General Motors Co. has proposed a $2.8 billion injection of fresh funds into its South Korean unit over the next 10 years as the automaker discusses its restructuring plans with the government in Seoul, Bloomberg News reported, citing Hong Young-pyo, a lawmaker from South Korea's ruling party.
The new investment will be used for the production of new models, research and development, renovation and the revamp of GM's struggling South Korean unit which has debt of about 3 trillion won, Hong said.
A spokesperson at GM Korea confirmed the product plan for the business, saying it will be announced in March and will require "a significant amount of spending," Bloomberg News reported.
The spokesperson did not specify how much financial backing GM is seeking from South Korea to fund the investment plan. Hong, however, said the amount is expected to be about 500 billion won.
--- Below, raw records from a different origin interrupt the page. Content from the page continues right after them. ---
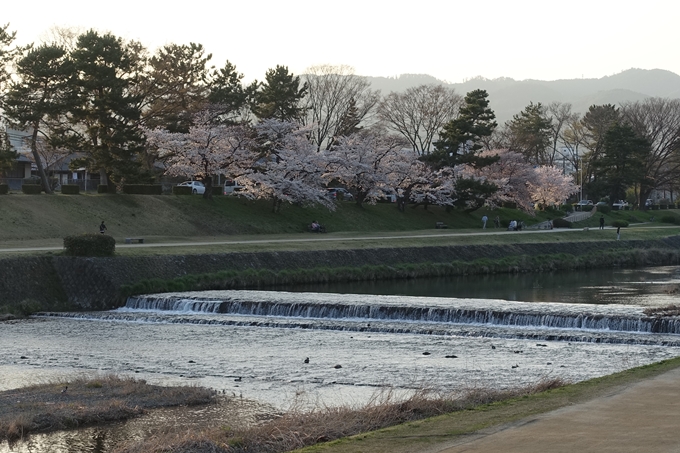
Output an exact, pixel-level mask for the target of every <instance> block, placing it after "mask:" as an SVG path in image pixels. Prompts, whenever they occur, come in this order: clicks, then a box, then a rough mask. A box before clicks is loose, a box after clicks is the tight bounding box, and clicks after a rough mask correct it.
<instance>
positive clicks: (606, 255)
mask: <svg viewBox="0 0 680 453" xmlns="http://www.w3.org/2000/svg"><path fill="white" fill-rule="evenodd" d="M678 263H680V250H672V249H665V250H660V249H647V250H641V249H631V250H609V251H598V252H593V253H589V254H586V255H572V254H569V253H559V254H546V255H535V256H529V255H517V256H507V257H504V258H499V259H491V258H480V259H477V260H474V261H452V262H449V263H412V264H397V265H391V266H388V265H365V266H358V267H351V266H345V267H317V268H301V269H283V270H279V271H275V270H271V269H245V270H224V271H220V272H215V273H205V274H190V275H185V276H182V277H178V278H174V279H145V280H140V281H139V282H136V283H134V284H131V285H123V286H121V288H120V294H121V297H122V298H127V297H130V296H134V295H139V294H151V293H166V292H184V291H207V290H228V289H249V288H258V289H259V288H267V287H277V286H290V285H297V284H309V283H336V282H360V281H378V280H404V279H418V278H436V277H455V276H460V275H484V274H502V273H529V272H539V273H540V272H552V271H558V270H578V269H595V268H610V267H628V268H630V267H642V266H653V265H672V264H678Z"/></svg>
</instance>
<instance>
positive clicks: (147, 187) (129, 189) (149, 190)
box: [123, 184, 163, 195]
mask: <svg viewBox="0 0 680 453" xmlns="http://www.w3.org/2000/svg"><path fill="white" fill-rule="evenodd" d="M123 193H126V194H130V195H161V194H162V193H163V186H162V185H161V184H125V185H123Z"/></svg>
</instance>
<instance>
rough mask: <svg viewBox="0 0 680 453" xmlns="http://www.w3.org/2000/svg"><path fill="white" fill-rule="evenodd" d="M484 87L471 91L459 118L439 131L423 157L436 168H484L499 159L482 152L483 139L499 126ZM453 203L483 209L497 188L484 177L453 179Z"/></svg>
mask: <svg viewBox="0 0 680 453" xmlns="http://www.w3.org/2000/svg"><path fill="white" fill-rule="evenodd" d="M487 97H488V94H487V92H486V91H485V90H474V91H471V92H469V93H468V94H467V95H466V96H465V99H464V101H463V105H462V106H461V108H460V110H459V115H458V117H457V118H455V119H453V120H451V121H449V122H448V123H447V124H446V125H445V126H444V128H443V130H442V131H441V132H440V134H439V141H437V142H436V143H435V151H434V152H433V153H431V154H430V155H427V156H423V159H424V160H425V161H427V162H430V163H431V164H432V165H433V167H434V168H443V167H447V166H448V167H455V166H459V165H469V166H471V167H474V168H477V169H479V168H483V167H486V166H488V165H491V164H493V163H494V162H496V161H497V160H498V157H496V156H484V155H481V153H480V151H481V150H482V147H483V146H482V139H483V138H485V137H489V136H490V135H491V134H492V133H493V131H494V129H495V128H496V126H497V123H496V121H495V118H496V115H495V114H494V112H493V110H491V109H490V108H489V101H488V99H487ZM454 187H455V192H456V193H455V199H454V202H453V204H454V206H456V207H457V208H460V209H465V210H467V211H474V210H475V209H478V208H480V207H481V206H482V205H483V204H484V202H485V200H486V199H487V198H489V197H490V196H492V195H493V194H494V192H495V191H496V190H497V187H496V186H495V185H494V184H492V183H489V182H487V181H485V180H483V179H477V178H468V177H463V176H458V177H457V178H456V180H455V181H454Z"/></svg>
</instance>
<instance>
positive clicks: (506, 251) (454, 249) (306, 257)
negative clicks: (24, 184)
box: [0, 236, 680, 310]
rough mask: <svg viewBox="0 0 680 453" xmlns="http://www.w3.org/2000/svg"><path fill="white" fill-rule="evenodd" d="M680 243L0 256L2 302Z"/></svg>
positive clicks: (74, 297) (675, 236)
mask: <svg viewBox="0 0 680 453" xmlns="http://www.w3.org/2000/svg"><path fill="white" fill-rule="evenodd" d="M669 248H670V249H680V236H674V237H671V238H666V239H662V240H654V241H605V242H574V243H540V244H515V245H465V246H446V247H409V248H378V249H356V250H324V251H306V252H263V253H223V254H202V255H182V256H169V255H166V256H143V257H127V256H118V257H112V258H73V257H63V256H51V257H13V258H5V259H0V304H2V303H17V302H19V301H22V300H25V299H33V300H36V301H39V302H42V303H43V304H48V305H49V304H53V303H57V302H61V303H63V302H68V303H71V304H75V305H76V306H78V307H80V308H82V309H85V310H87V309H95V310H97V309H108V308H112V307H115V306H118V305H119V304H120V303H121V300H120V296H119V293H118V290H119V288H120V286H121V285H125V284H131V283H135V282H137V281H140V280H143V279H151V278H159V279H172V278H176V277H181V276H183V275H188V274H204V273H213V272H218V271H221V270H229V269H237V270H243V269H247V268H253V269H271V270H282V269H298V268H315V267H341V266H350V267H358V266H363V265H366V264H369V265H381V264H388V265H389V264H406V263H414V264H415V263H424V262H432V263H447V262H452V261H473V260H475V259H479V258H490V259H498V258H503V257H507V256H517V255H530V256H535V255H553V254H559V253H568V254H572V255H584V254H587V253H590V252H593V251H595V252H596V251H605V250H612V249H618V250H621V249H659V250H666V249H669Z"/></svg>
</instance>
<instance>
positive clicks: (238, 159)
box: [145, 116, 257, 198]
mask: <svg viewBox="0 0 680 453" xmlns="http://www.w3.org/2000/svg"><path fill="white" fill-rule="evenodd" d="M145 133H146V137H147V143H148V145H149V146H151V147H154V148H156V149H157V153H158V156H159V158H160V159H161V160H163V161H164V162H165V165H166V174H168V175H172V176H184V177H187V178H198V179H200V180H201V181H203V183H204V184H205V186H206V190H205V193H204V194H203V197H204V198H210V197H211V196H212V176H213V175H216V174H227V175H230V176H232V177H234V176H242V175H245V174H246V173H248V172H249V171H250V169H251V168H252V167H253V164H254V163H255V161H256V160H257V154H256V153H254V152H253V146H252V137H251V134H250V133H249V131H248V129H247V127H245V126H226V125H222V124H214V123H211V122H208V121H206V116H201V118H200V119H196V120H195V125H193V126H191V127H190V128H189V131H188V132H187V133H181V132H168V131H167V130H164V129H146V130H145Z"/></svg>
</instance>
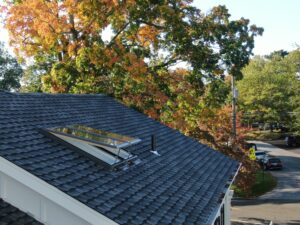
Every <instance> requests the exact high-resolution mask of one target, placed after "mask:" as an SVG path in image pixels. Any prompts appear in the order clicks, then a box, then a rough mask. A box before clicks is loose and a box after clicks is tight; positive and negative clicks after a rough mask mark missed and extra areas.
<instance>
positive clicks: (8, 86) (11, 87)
mask: <svg viewBox="0 0 300 225" xmlns="http://www.w3.org/2000/svg"><path fill="white" fill-rule="evenodd" d="M22 73H23V71H22V68H21V66H20V65H19V64H18V62H17V60H16V59H15V58H14V57H13V56H11V55H10V54H9V53H8V52H7V50H5V48H4V44H3V43H0V90H17V89H18V88H19V87H20V78H21V76H22Z"/></svg>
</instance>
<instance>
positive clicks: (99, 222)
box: [0, 157, 117, 225]
mask: <svg viewBox="0 0 300 225" xmlns="http://www.w3.org/2000/svg"><path fill="white" fill-rule="evenodd" d="M0 197H1V198H2V199H3V200H4V201H6V202H8V203H10V204H11V205H13V206H15V207H16V208H19V209H20V210H21V211H23V212H25V213H27V214H29V215H30V216H32V217H33V218H35V219H36V220H38V221H40V222H42V223H44V224H45V225H117V223H115V222H114V221H112V220H110V219H109V218H107V217H105V216H104V215H102V214H100V213H98V212H96V211H95V210H93V209H91V208H89V207H88V206H86V205H84V204H83V203H81V202H79V201H77V200H76V199H74V198H72V197H70V196H69V195H67V194H65V193H64V192H62V191H60V190H58V189H57V188H55V187H53V186H51V185H49V184H48V183H46V182H45V181H43V180H41V179H39V178H38V177H35V176H34V175H32V174H30V173H28V172H27V171H25V170H23V169H22V168H20V167H18V166H16V165H15V164H13V163H11V162H9V161H8V160H6V159H4V158H2V157H0Z"/></svg>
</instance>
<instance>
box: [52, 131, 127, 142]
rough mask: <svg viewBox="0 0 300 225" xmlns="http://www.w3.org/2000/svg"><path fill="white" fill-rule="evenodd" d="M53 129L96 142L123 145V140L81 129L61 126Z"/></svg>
mask: <svg viewBox="0 0 300 225" xmlns="http://www.w3.org/2000/svg"><path fill="white" fill-rule="evenodd" d="M53 131H56V132H59V133H62V134H67V135H70V136H73V137H77V138H81V139H85V140H89V141H94V142H100V143H103V144H106V145H109V146H118V145H121V144H122V143H123V142H121V141H118V140H115V139H111V138H105V137H101V136H97V135H94V134H92V133H89V132H85V131H81V130H75V129H72V128H69V127H59V128H54V129H53Z"/></svg>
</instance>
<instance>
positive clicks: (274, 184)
mask: <svg viewBox="0 0 300 225" xmlns="http://www.w3.org/2000/svg"><path fill="white" fill-rule="evenodd" d="M276 185H277V181H276V179H275V178H274V177H273V176H272V174H271V173H269V172H267V171H263V170H260V171H258V172H257V173H256V181H255V183H254V184H253V186H252V187H251V192H250V193H248V194H247V193H245V192H243V191H242V190H240V189H239V188H238V187H237V186H235V185H232V189H233V190H234V193H235V196H236V197H241V198H245V197H247V198H254V197H258V196H260V195H263V194H265V193H267V192H269V191H271V190H272V189H274V188H275V187H276Z"/></svg>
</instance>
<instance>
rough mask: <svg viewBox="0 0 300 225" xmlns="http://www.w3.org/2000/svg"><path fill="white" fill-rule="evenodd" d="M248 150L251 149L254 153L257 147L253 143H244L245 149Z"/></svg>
mask: <svg viewBox="0 0 300 225" xmlns="http://www.w3.org/2000/svg"><path fill="white" fill-rule="evenodd" d="M250 148H253V149H254V150H255V151H257V146H256V144H255V143H248V142H246V143H245V149H247V150H249V149H250Z"/></svg>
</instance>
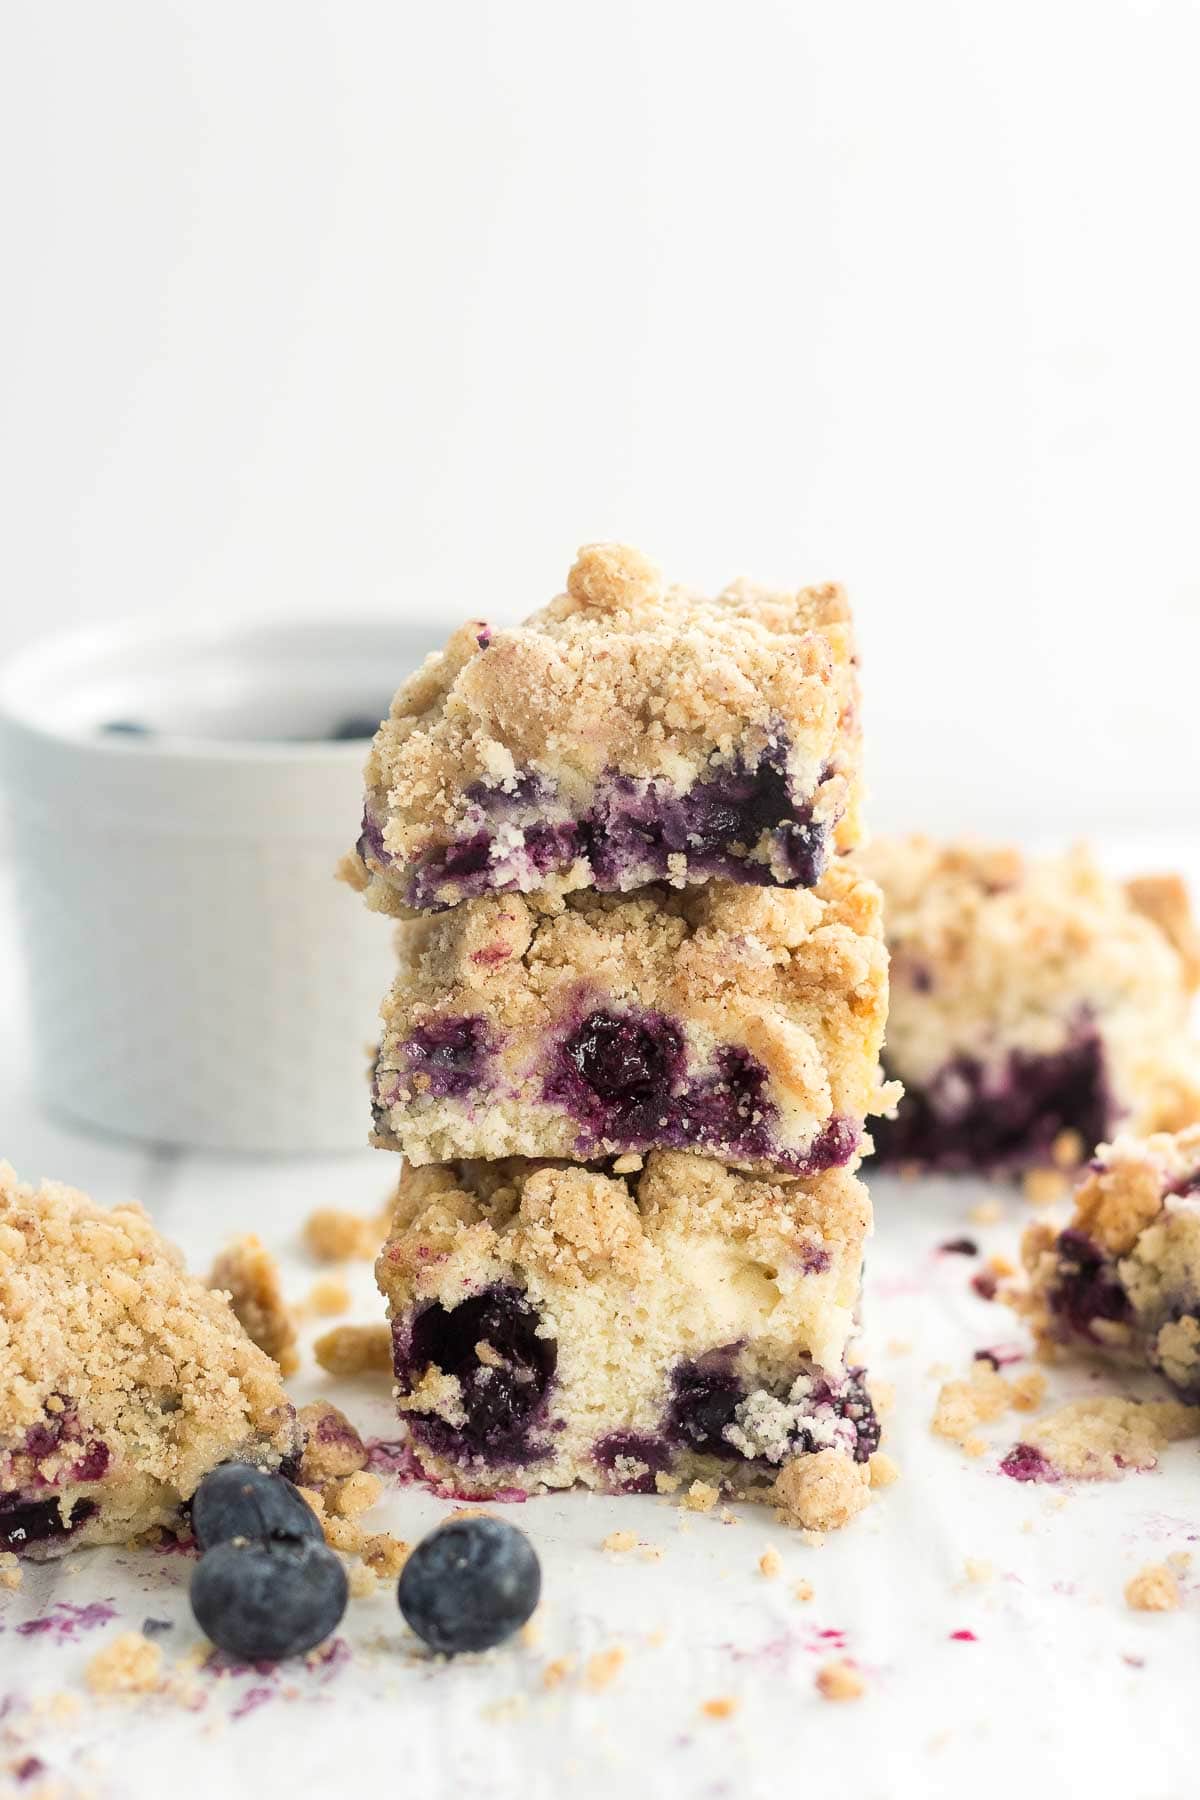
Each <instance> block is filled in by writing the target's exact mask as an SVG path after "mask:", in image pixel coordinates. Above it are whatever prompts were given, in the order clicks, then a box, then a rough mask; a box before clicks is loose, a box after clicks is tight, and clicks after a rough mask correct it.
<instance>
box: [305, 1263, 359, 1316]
mask: <svg viewBox="0 0 1200 1800" xmlns="http://www.w3.org/2000/svg"><path fill="white" fill-rule="evenodd" d="M349 1305H351V1291H349V1287H347V1285H345V1282H344V1280H342V1276H340V1274H322V1276H318V1278H317V1280H315V1282H313V1285H311V1287H309V1291H308V1300H306V1301H304V1309H306V1312H311V1314H313V1316H315V1318H318V1319H331V1318H333V1316H335V1314H336V1312H349Z"/></svg>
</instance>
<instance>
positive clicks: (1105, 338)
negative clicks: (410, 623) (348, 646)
mask: <svg viewBox="0 0 1200 1800" xmlns="http://www.w3.org/2000/svg"><path fill="white" fill-rule="evenodd" d="M2 18H4V43H2V50H0V166H2V167H4V191H5V198H4V234H2V248H0V256H2V257H4V274H2V283H0V329H2V337H0V344H2V346H4V351H2V356H0V380H2V392H0V409H2V412H0V416H2V434H4V448H2V466H0V493H2V495H4V499H2V502H0V509H2V513H4V527H2V531H0V653H4V652H7V650H11V648H14V646H18V644H20V643H23V641H27V639H31V637H34V635H38V634H41V632H45V630H47V628H63V626H67V625H72V623H76V621H83V619H88V621H92V619H106V617H113V616H119V614H126V612H162V614H171V616H187V614H194V612H198V610H203V612H210V610H243V608H261V610H273V612H279V610H295V612H297V614H299V612H302V614H318V612H329V610H340V612H376V610H378V612H394V610H403V612H414V614H430V616H432V617H434V619H435V621H437V630H441V626H443V623H450V621H452V619H455V617H459V616H462V614H466V612H477V610H491V612H493V614H495V616H515V614H518V612H522V610H527V608H529V607H531V605H536V603H540V601H542V599H545V598H549V594H551V592H554V590H556V589H558V585H560V583H561V578H563V572H565V569H567V563H569V562H570V556H572V553H574V547H576V544H578V542H581V540H585V538H596V536H610V535H619V536H628V538H631V540H635V542H639V544H642V545H644V547H648V549H651V551H653V553H655V554H657V556H658V558H660V560H662V562H664V565H666V567H667V572H671V574H676V576H684V578H687V580H694V581H700V583H711V581H712V583H718V581H723V580H725V578H729V576H732V574H736V572H752V574H759V576H763V578H768V580H779V581H801V580H817V578H828V576H838V578H842V580H846V581H847V583H849V585H851V589H853V594H855V599H856V605H858V612H860V619H862V635H864V641H865V652H867V659H869V661H867V679H869V718H871V729H873V743H874V767H873V785H874V792H876V814H874V817H876V823H882V824H889V826H894V824H901V823H927V824H934V826H964V824H975V826H993V828H997V830H1013V832H1022V830H1025V828H1027V826H1029V821H1031V817H1036V819H1038V824H1040V828H1042V830H1045V832H1051V833H1058V832H1061V833H1067V835H1069V833H1070V832H1072V830H1076V828H1083V830H1096V828H1105V826H1114V828H1115V826H1130V824H1135V826H1148V828H1153V826H1155V824H1159V823H1166V821H1171V823H1173V824H1175V826H1178V819H1180V812H1182V814H1184V817H1186V821H1187V823H1189V824H1196V823H1200V799H1198V794H1196V790H1198V787H1200V783H1198V781H1196V767H1198V763H1200V756H1198V752H1196V749H1195V720H1196V706H1198V698H1196V688H1198V675H1200V558H1198V551H1196V535H1195V508H1196V475H1198V468H1196V461H1198V459H1196V428H1198V427H1196V419H1198V418H1200V358H1198V355H1196V331H1198V324H1196V320H1198V319H1200V274H1198V263H1196V232H1195V187H1196V171H1198V166H1200V108H1196V104H1195V85H1196V68H1198V58H1200V11H1196V7H1195V4H1193V0H1173V4H1171V0H1164V4H1159V5H1155V4H1151V0H1141V4H1139V0H1088V4H1067V0H1007V4H1006V5H1002V7H997V5H991V7H988V5H975V4H972V0H912V4H909V5H896V4H894V0H853V4H846V0H842V4H829V0H748V4H745V0H743V4H739V5H736V7H734V5H727V4H720V5H718V4H707V0H700V4H698V0H687V4H684V0H678V4H676V0H603V4H596V5H579V4H569V5H563V4H561V0H504V4H484V0H466V4H453V5H416V4H367V0H360V4H345V0H342V4H335V0H329V4H326V5H317V4H304V0H300V4H297V0H288V4H282V0H255V4H252V5H246V4H245V0H191V4H178V0H175V4H164V0H106V4H104V5H90V4H81V0H68V4H56V5H43V4H40V0H9V5H7V7H5V9H4V14H2Z"/></svg>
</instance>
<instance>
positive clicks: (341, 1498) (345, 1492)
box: [326, 1469, 383, 1519]
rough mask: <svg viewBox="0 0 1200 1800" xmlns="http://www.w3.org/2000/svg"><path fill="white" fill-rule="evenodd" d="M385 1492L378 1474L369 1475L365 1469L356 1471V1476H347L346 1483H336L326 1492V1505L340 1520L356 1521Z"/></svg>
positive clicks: (349, 1475)
mask: <svg viewBox="0 0 1200 1800" xmlns="http://www.w3.org/2000/svg"><path fill="white" fill-rule="evenodd" d="M381 1492H383V1483H381V1481H380V1478H378V1474H367V1471H365V1469H356V1471H354V1474H347V1476H345V1480H344V1481H335V1483H333V1487H331V1489H327V1490H326V1503H327V1508H329V1510H331V1512H335V1514H336V1516H338V1519H356V1517H358V1514H360V1512H367V1508H369V1507H374V1503H376V1499H378V1498H380V1494H381Z"/></svg>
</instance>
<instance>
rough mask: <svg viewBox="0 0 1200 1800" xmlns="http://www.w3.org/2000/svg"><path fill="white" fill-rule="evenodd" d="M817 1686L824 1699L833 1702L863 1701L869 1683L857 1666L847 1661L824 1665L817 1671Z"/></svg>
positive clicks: (839, 1661)
mask: <svg viewBox="0 0 1200 1800" xmlns="http://www.w3.org/2000/svg"><path fill="white" fill-rule="evenodd" d="M815 1685H817V1692H819V1694H820V1697H822V1699H833V1701H844V1699H862V1696H864V1694H865V1692H867V1683H865V1681H864V1679H862V1676H860V1674H858V1670H856V1669H855V1665H853V1663H847V1661H833V1663H824V1665H822V1667H820V1669H819V1670H817V1676H815Z"/></svg>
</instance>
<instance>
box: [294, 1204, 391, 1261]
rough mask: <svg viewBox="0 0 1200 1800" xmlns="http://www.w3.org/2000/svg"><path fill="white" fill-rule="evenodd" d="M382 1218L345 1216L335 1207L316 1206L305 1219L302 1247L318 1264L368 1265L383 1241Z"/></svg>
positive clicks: (385, 1226) (352, 1213)
mask: <svg viewBox="0 0 1200 1800" xmlns="http://www.w3.org/2000/svg"><path fill="white" fill-rule="evenodd" d="M385 1229H387V1219H385V1217H378V1215H376V1217H363V1215H362V1213H347V1211H342V1210H340V1208H336V1206H318V1208H317V1211H315V1213H309V1215H308V1219H306V1220H304V1246H306V1249H308V1253H309V1255H311V1256H317V1260H318V1262H351V1258H358V1260H362V1262H369V1260H371V1258H372V1256H374V1255H376V1253H378V1249H380V1244H381V1242H383V1233H385Z"/></svg>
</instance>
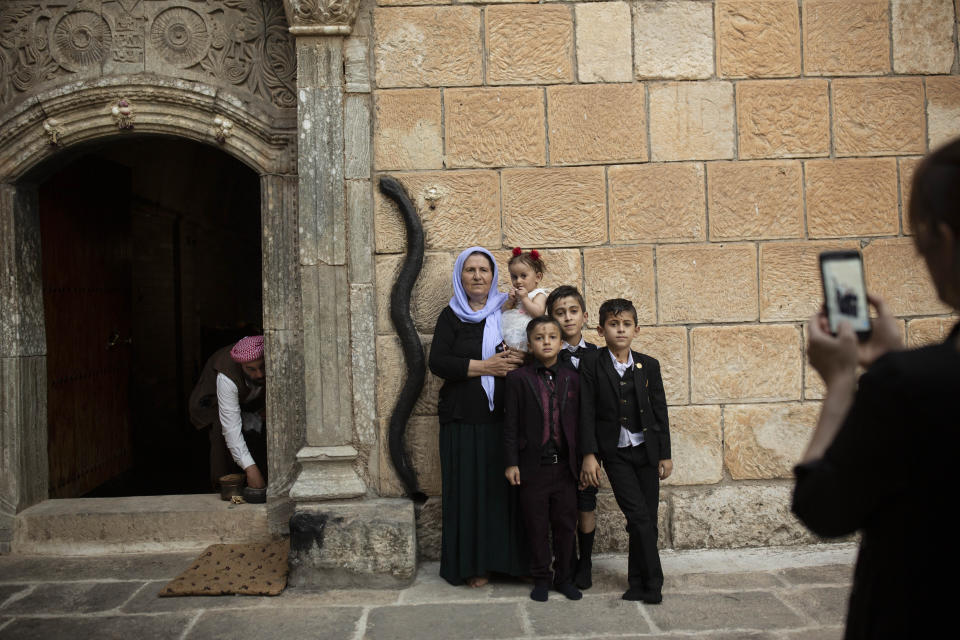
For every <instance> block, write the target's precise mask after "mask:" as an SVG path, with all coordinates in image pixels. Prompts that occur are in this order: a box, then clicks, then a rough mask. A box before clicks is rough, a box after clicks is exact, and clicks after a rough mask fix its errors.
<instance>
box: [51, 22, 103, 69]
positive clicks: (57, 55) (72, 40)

Hong also said that the automaker is considering a $2.7 billion debt-for-equity swap for GM Korea. Earlier, Reuters reported that GM had proposed converting about $2.2 billion in debt owed by its South Korean business into equity. In return, the Detroit automaker wants financial support and tax benefits from Seoul.
Meanwhile, South Korea's trade minister said the government needs to look first into GM's "opaque" management in the country before it could give the green light to the company's investment proposal, Reuters said in a separate report.
"By opaque we mean the high rate of profits to raw material costs, interest payments regarding loans and unfair financial support made to GM's headquarters," trade minister Paik Un-gyu was quoted as saying by Reuters.
On Feb. 12, GM Korea said it will shut down its Gunsan facility by the end of May as it decides on the fate of its three other South Korean plants.
As of Feb. 20, US$1 was equivalent to 1,073.30 South Korean won.